Jonathan's L'Homme Page

I suspect I'll ramble on about things I seem to think about a lot, religion, politics, music, and my new life as a family man. Feel free to leave comments, but PLEASE, no proselytizing or witnessing or emotional rants.

Name: jotaeme
Location: Austin, Texas

I'm a technical writer for a large multi-national corporation. I have a wife and two small children. I was born in Austin, but moved around a lot from the time I was three (mainly in Texas) before settling back to Austin in 1993. Family life keeps me home quite a bit these days, but I still enjoy going to see live music whenever possible and seeing black-humor comedies.

Thursday, December 07, 2006

What's up with this blog?

So, I haven't really done much on this blog. Like many things, you start off with nifty intentions, ideas of what it's going to be like, and aspirations that something like this will enhance your life. None of that has really happened. My first post, a deeply personal post, really didn't garner much attention. Frankly, I was dissapointed. The only person that responded was my mother. She did so in her quite eloquent way, but in a private e-mail message.
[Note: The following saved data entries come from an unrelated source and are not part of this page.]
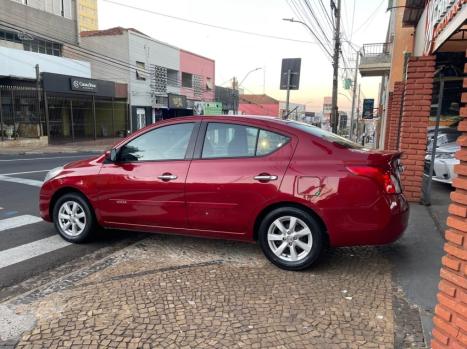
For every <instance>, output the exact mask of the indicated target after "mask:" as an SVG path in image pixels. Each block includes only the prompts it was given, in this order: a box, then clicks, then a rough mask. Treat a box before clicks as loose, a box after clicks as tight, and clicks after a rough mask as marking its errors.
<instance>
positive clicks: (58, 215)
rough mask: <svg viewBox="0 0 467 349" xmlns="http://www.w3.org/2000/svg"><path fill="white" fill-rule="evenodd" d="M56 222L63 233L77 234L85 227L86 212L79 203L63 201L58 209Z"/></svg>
mask: <svg viewBox="0 0 467 349" xmlns="http://www.w3.org/2000/svg"><path fill="white" fill-rule="evenodd" d="M58 223H59V226H60V229H61V230H62V232H63V234H65V235H67V236H69V237H76V236H79V235H80V234H81V233H82V232H83V231H84V229H85V228H86V212H85V211H84V208H83V207H82V206H81V204H80V203H78V202H76V201H65V202H64V203H63V204H62V205H61V206H60V208H59V210H58Z"/></svg>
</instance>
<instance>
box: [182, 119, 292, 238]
mask: <svg viewBox="0 0 467 349" xmlns="http://www.w3.org/2000/svg"><path fill="white" fill-rule="evenodd" d="M294 144H295V142H294V140H293V138H292V136H290V135H286V134H281V133H279V132H277V131H271V130H266V129H262V128H259V127H254V126H249V125H248V124H243V123H231V122H209V123H203V126H202V127H201V131H200V133H199V137H198V142H197V145H196V149H195V156H194V159H193V160H192V162H191V165H190V169H189V171H188V176H187V180H186V201H187V211H188V225H189V228H192V229H196V230H204V231H206V234H208V235H211V236H216V235H220V236H222V235H223V234H225V233H228V234H231V235H239V236H240V235H243V234H245V233H246V232H247V231H249V230H250V229H249V228H250V227H251V224H252V220H253V219H254V217H256V215H257V214H258V213H259V212H260V210H261V209H262V208H263V207H265V206H266V205H267V204H268V202H271V201H273V200H274V198H275V197H276V195H277V193H278V189H279V186H280V183H281V181H282V178H283V176H284V173H285V171H286V169H287V166H288V164H289V161H290V159H291V157H292V154H293V149H294Z"/></svg>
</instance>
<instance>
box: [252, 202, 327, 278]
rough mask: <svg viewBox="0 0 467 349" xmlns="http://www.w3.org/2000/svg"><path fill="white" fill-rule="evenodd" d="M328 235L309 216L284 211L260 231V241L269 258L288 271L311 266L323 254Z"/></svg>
mask: <svg viewBox="0 0 467 349" xmlns="http://www.w3.org/2000/svg"><path fill="white" fill-rule="evenodd" d="M323 235H324V232H323V231H322V228H321V227H320V225H319V224H318V223H317V222H316V220H315V219H314V218H313V217H312V216H311V215H309V214H308V213H307V212H305V211H303V210H301V209H298V208H295V207H284V208H278V209H275V210H273V211H272V212H270V213H269V214H268V215H266V217H265V218H264V219H263V221H262V222H261V225H260V227H259V240H260V245H261V248H262V250H263V252H264V254H265V255H266V257H267V258H268V259H269V260H270V261H271V262H272V263H274V264H275V265H277V266H278V267H280V268H282V269H286V270H302V269H306V268H308V267H309V266H311V265H312V264H313V263H314V262H315V261H316V260H317V259H318V257H319V256H320V254H321V252H322V250H323Z"/></svg>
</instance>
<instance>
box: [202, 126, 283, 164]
mask: <svg viewBox="0 0 467 349" xmlns="http://www.w3.org/2000/svg"><path fill="white" fill-rule="evenodd" d="M288 141H289V137H286V136H283V135H281V134H278V133H275V132H271V131H266V130H262V129H258V128H256V127H250V126H244V125H236V124H223V123H209V124H208V128H207V130H206V135H205V138H204V144H203V151H202V158H203V159H209V158H238V157H253V156H263V155H267V154H270V153H272V152H274V151H275V150H277V149H279V148H281V147H282V146H283V145H285V144H286V143H287V142H288Z"/></svg>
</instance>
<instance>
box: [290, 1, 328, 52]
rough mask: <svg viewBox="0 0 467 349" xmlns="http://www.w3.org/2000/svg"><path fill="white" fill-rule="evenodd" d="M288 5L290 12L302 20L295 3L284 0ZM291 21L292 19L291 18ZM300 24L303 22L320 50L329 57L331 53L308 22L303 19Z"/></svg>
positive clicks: (292, 20)
mask: <svg viewBox="0 0 467 349" xmlns="http://www.w3.org/2000/svg"><path fill="white" fill-rule="evenodd" d="M286 2H287V4H288V6H289V7H290V9H291V10H292V12H293V13H294V14H295V15H296V16H297V17H299V18H301V19H302V20H303V17H302V16H301V14H300V11H299V9H298V7H297V5H296V4H295V3H294V2H293V0H290V2H289V0H286ZM292 22H293V20H292ZM301 23H302V24H304V25H305V26H306V27H307V28H308V30H309V31H310V32H311V34H313V36H314V38H315V39H316V40H317V41H318V43H319V45H320V47H321V49H322V51H323V52H324V53H325V54H326V55H327V57H330V58H332V55H331V53H330V52H329V50H328V49H327V47H326V45H324V44H323V42H322V41H321V40H320V38H319V37H318V35H317V34H316V32H315V30H313V29H312V28H311V27H310V26H309V25H308V24H306V23H305V22H304V21H302V22H301Z"/></svg>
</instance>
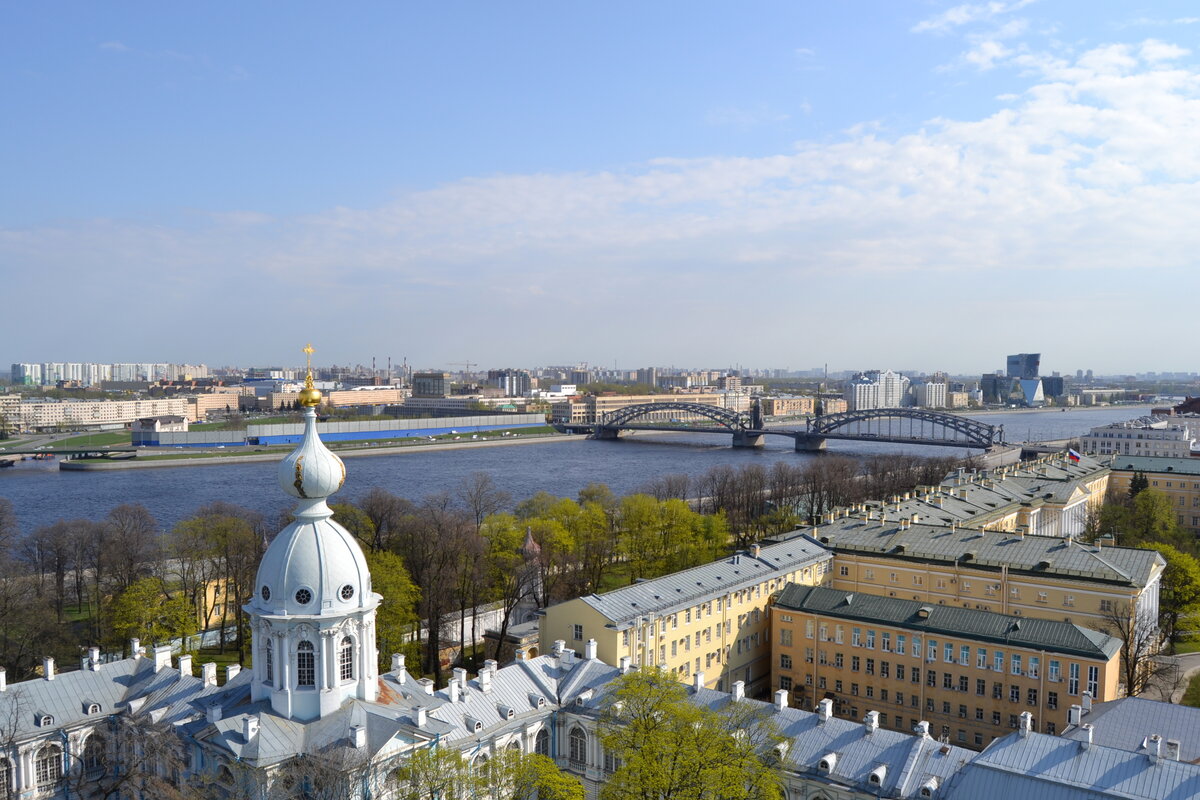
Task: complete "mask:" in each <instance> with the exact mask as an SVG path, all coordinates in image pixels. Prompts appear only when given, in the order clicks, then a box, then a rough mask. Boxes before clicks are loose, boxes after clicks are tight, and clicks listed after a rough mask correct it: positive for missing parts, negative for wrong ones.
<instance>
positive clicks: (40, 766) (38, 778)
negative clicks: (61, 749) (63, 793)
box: [34, 745, 62, 792]
mask: <svg viewBox="0 0 1200 800" xmlns="http://www.w3.org/2000/svg"><path fill="white" fill-rule="evenodd" d="M34 777H35V778H36V780H37V788H38V790H40V792H48V790H50V789H53V788H54V787H55V786H58V783H59V781H61V780H62V751H61V750H59V748H58V747H56V746H54V745H46V746H44V747H42V748H41V750H40V751H37V758H36V759H35V760H34Z"/></svg>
My second post likewise received no comments or feedback. Again I was dissapointed.
At this point I asked myself, what was I expecting from starting this blog? I'm still asking myself that question. I think the answer is coming to me now. I was hoping this blog would spur me to write. I used to write for a living, first as a reporter for a small daily, then as an editor of a small computer magazine, then as a technical writer. (I still am, technically, a technical writer though I don't write any more and haven't for a few years.) But it hasn't and writing doesn't come easy to me any more. It's odd because I can remember writing concert and album reviews, along with front-page articles about proposed changes to a municipality's trash pick-up operations and city budgets. I'd write short stories and short screenplays for short films after writing articles about Sun Microsystems' latest incarnation of the Sparc chip. I'd write comic pieces for a short-lived, limited-printing, self-funded magazine. In short, I used to write a lot and it used to be very much a part of who I was.
So why hasn't this blog spurred me to write? I think that's the real question. I'm not sure of that either. I've been playing a lot of music lately (which is another passion of mine, but you wouldn't know it from this blog), but I'm not sure that's really eaten into blog time. I don't think I could use "lack of time" as an excuse. I haven't made writing a priority, and I was expecting to.
I think, eventually, I came to see myself as not a "good" writer. I'm not saying I'm a bad writer, but I think that a) I don't have the technical skills to "make a story come to life", b) even though I think I have some keen insights, I am constantly awed by the keen insights of other people that makes my insights look totally assailable, and c) I have a limited imagination. I think this last one is the main deal. I began to realize that art I really appreciated usually was done by people who just did thinks totally differently. The modal playing of Miles Davis, the paintings of Picasso, the writings of Tom Robbins. They think in ways that I just couldn’t even if I had their technical skills and all the time in the world. It’s quite humbling. And as I’ve grown to appreciate these things, it has diminished my “joy” in writing.
So, what now? Well, like I said, I’ve been playing music more, but I’m not breaking any new ground. I’m playing bass (an easy instrument to play) in country bands (an easy music to play). I no longer have the idea that I’m going to be part of “the next big thing”. So, I think this takes away some of the passion, but adds back a lot of the fun.
And maybe I should take a lesson from that. Maybe I should start writing again. Maybe I will.

1 Comments:

Blogger Tamara said...

I say find your creative outlet and go with it. Maybe it's writing words - music reviews, movie reviews, articles, fiction. Maybe it's not. Maybe it's writing music. Maybe it's arranging and rearranging music. Maybe it's creating fabulously funky (albeit "easy") baselines to fabulously "easy" C&W tunes. So what if it is. Create.